A couple weekends ago I went to visit some family in my hometown of Stafford, VA and stumbled across a farmers market. Of course they had the usual local fruits and vegetables which is all good and well but what I really like going to farmers markets for are the local artesian goodies. So I walked around for a bit, grabbed some veggies for dinner and THEN I came across the Sprelly table selling homemade nut butters. Right away I spotted the sweet Thai chili peanut butter in the corner of my eye and let me tell you I was blown away. It is SO GOOD!

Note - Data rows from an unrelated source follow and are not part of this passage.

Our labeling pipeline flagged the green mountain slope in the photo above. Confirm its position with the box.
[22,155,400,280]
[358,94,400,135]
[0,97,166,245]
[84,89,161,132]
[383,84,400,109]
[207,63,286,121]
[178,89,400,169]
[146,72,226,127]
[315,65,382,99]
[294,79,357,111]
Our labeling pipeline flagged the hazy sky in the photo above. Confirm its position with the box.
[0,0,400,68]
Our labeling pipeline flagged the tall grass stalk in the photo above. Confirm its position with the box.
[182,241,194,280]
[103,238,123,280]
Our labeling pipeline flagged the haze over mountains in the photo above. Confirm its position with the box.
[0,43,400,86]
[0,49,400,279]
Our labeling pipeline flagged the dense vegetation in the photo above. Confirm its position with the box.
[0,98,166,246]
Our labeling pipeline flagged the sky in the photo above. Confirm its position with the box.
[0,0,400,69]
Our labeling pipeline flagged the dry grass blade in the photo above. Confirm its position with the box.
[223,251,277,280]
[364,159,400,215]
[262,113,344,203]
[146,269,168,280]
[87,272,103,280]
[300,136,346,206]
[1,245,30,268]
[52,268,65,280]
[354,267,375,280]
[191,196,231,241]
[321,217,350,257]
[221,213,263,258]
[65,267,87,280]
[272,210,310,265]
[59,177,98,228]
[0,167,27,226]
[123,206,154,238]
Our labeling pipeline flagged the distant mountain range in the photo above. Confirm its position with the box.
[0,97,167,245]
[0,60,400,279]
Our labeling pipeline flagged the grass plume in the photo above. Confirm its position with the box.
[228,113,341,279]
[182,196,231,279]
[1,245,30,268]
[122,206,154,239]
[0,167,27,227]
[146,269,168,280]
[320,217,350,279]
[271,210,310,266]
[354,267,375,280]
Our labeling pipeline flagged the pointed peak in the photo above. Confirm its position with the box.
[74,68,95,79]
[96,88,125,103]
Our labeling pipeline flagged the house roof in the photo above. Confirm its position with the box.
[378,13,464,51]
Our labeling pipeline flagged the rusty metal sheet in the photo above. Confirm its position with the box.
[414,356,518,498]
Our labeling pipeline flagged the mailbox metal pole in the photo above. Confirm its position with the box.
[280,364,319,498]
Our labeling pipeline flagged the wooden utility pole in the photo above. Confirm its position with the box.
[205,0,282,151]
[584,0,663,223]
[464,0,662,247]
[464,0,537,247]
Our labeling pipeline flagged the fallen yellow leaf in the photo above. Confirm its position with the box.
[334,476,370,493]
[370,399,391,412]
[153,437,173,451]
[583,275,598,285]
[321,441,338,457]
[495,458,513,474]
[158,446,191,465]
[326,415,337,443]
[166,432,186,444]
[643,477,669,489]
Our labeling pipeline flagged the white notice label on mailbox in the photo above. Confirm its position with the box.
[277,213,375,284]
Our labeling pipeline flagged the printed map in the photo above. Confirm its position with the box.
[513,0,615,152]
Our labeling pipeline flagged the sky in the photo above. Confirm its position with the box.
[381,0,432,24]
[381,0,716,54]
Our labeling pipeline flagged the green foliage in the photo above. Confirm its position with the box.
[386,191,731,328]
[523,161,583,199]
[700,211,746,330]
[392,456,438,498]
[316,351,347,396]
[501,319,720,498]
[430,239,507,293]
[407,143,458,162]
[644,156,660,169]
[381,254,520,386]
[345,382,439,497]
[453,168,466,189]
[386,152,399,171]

So I immediately started thinking, ‘Okay…what can I make with this?’ I mean…of course it’s perfect on its own with some veggies or crackers but I thought this would be perfect in a noodle salad dressing. This noodle salad is the perfect summer recipe. It’s light and the sweet Thai chili peanut butter gives it just the right hint of spiciness without being too overpowering. You can use regular peanut butter if you want but I strongly suggest getting your hands on this Sprelly peanut butter if you can. You won’t be disappointed.
Thai Peanut Noodle Salad
Thai Peanut Dressing
- Juice of half a lime
- 2 Tbsp Sprelly Thai Sweet Chili Peanut Butter or peanut butter of your choice
- 1 Tbsp sesame oil
- 1 Tbsp vegetable oil
- 1 Tbsp brown sugar
- 2 Tbsp soy sauce
- Water to get desired consistency
- ½ lb rice noodles
- 1 cup red cabbage, shredded
- 1 cup green cabbage, shredded
- 1 carrot, thinly sliced
- 1 red chili pepper, thinly sliced
- 2 scallion, thinly sliced
Mix dressing ingredients in a bowl until smooth. You may need to add a little bit of water to loosen it up a little bit. Toss noodles and remaining salad ingredients with dressing. You may have some dressing left over.
Garnish with extra sliced scallion, cilantro and a fresh lime wedge, then serve.
This salad is best served at room temperature.